AI

Synthetic data: Treasure trove or AI's ticking time bomb?

  • Synthetic data is being used to train AI models in environments where real data is hard to obtain
  • The benefits of synthetic data are vast, but it also comes with challenges including bias and reliability
  • AT&T is just one company that is striking a balance between using real and synthetic data to train its AI models

The newest irony in our modern, data-driven world is that while we generate plenty of it, we somehow lack the right kind of data to train certain artificial intelligence (AI) models. Synthetic data, which is artificially generated rather than collected from real-world events, is stepping in to fill this gap. But is it safe to use?

“In an era where we are literally producing more data than humankind ever has before, we’re running out of the specific types of data needed for AI training,” Bart Willemsen, VP analyst at Gartner, told Fierce Network. The more diverse the training data, the more robust the AI model, which is why organizations are now keen on leveraging synthetic data.
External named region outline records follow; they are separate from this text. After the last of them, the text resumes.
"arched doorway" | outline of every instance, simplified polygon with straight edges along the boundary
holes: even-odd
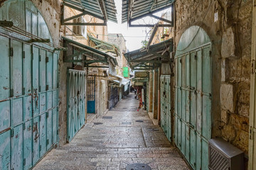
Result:
[[[0,169],[29,169],[58,144],[58,53],[42,42],[51,36],[31,1],[5,1],[4,20],[14,26],[0,27]]]
[[[211,43],[203,28],[182,35],[176,63],[174,142],[194,169],[208,169],[211,137]]]

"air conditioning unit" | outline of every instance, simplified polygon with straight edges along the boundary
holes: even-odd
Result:
[[[73,20],[73,23],[85,23],[82,17],[79,17]],[[87,38],[86,26],[74,26],[73,32],[76,37]]]
[[[226,141],[220,139],[209,140],[209,169],[243,170],[244,153]]]

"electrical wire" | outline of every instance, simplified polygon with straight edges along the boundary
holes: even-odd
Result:
[[[182,49],[182,50],[176,50],[176,51],[178,51],[178,52],[182,52],[182,51],[185,50],[186,49],[187,49],[187,48],[191,45],[191,44],[192,43],[192,42],[195,40],[196,35],[197,35],[198,33],[199,33],[200,29],[201,28],[201,26],[203,26],[203,21],[204,21],[204,20],[206,19],[206,16],[207,16],[207,14],[208,14],[208,11],[209,11],[209,10],[210,10],[210,7],[211,4],[213,4],[213,1],[214,1],[214,0],[212,0],[212,1],[210,1],[210,5],[209,5],[209,6],[208,6],[208,9],[207,9],[206,13],[206,15],[204,16],[204,17],[203,17],[203,21],[202,21],[202,22],[201,22],[201,24],[200,25],[200,26],[199,26],[199,28],[198,28],[198,30],[197,30],[195,36],[192,38],[191,41],[189,42],[189,44],[188,44],[186,47],[184,47],[184,48]]]

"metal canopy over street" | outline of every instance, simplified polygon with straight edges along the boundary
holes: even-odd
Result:
[[[101,51],[104,51],[105,52],[111,52],[115,55],[116,57],[121,55],[120,50],[117,45],[100,40],[89,35],[88,38],[90,41],[95,44],[95,46],[93,47],[94,48],[100,49]]]
[[[106,26],[107,21],[117,23],[117,9],[114,0],[63,0],[64,6],[77,10],[81,13],[64,18],[63,8],[62,25],[64,26]],[[71,23],[68,22],[85,15],[90,15],[101,19],[104,23]]]
[[[162,62],[170,62],[173,39],[150,45],[124,54],[129,66],[134,70],[148,70],[159,67]]]
[[[132,25],[135,20],[145,16],[151,16],[161,20],[169,24],[160,24],[159,27],[173,26],[173,21],[169,21],[153,15],[154,13],[171,7],[174,0],[122,0],[122,23],[127,22],[129,26],[142,26]],[[146,24],[143,26],[154,27],[154,25]]]
[[[80,62],[87,67],[104,68],[106,67],[90,64],[99,62],[105,65],[108,65],[110,63],[113,66],[118,64],[117,60],[108,54],[65,37],[63,37],[63,40],[64,47],[67,48],[67,51],[64,52],[64,62]]]

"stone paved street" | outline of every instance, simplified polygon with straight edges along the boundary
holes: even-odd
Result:
[[[132,163],[147,164],[152,169],[189,169],[161,129],[137,107],[130,94],[105,116],[87,123],[70,144],[50,152],[33,169],[125,169]]]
The promise of synthetic data is vast, and its appeal lies in its scalability and versatility. 

As Shelly Kramer, managing director and principal analyst at SiliconAngle, pointed out, "You can use synthetic data to help generate very large volumes of data quickly while also providing the ability to have control of the process." This capability is particularly valuable for companies in sectors like pharmaceuticals, cybersecurity and autonomous vehicles, where large datasets are essential for training and testing.

A fresh report from GlobalData underscored the versatility of synthetic data. While often used to test software in pre-production environments, synthetic data’s applications “extend far beyond” that, Rena Bhattacharyya, chief analyst at GlobalData, said in a note. It can also evaluate risk, prevent fraud and even aid in drug discovery.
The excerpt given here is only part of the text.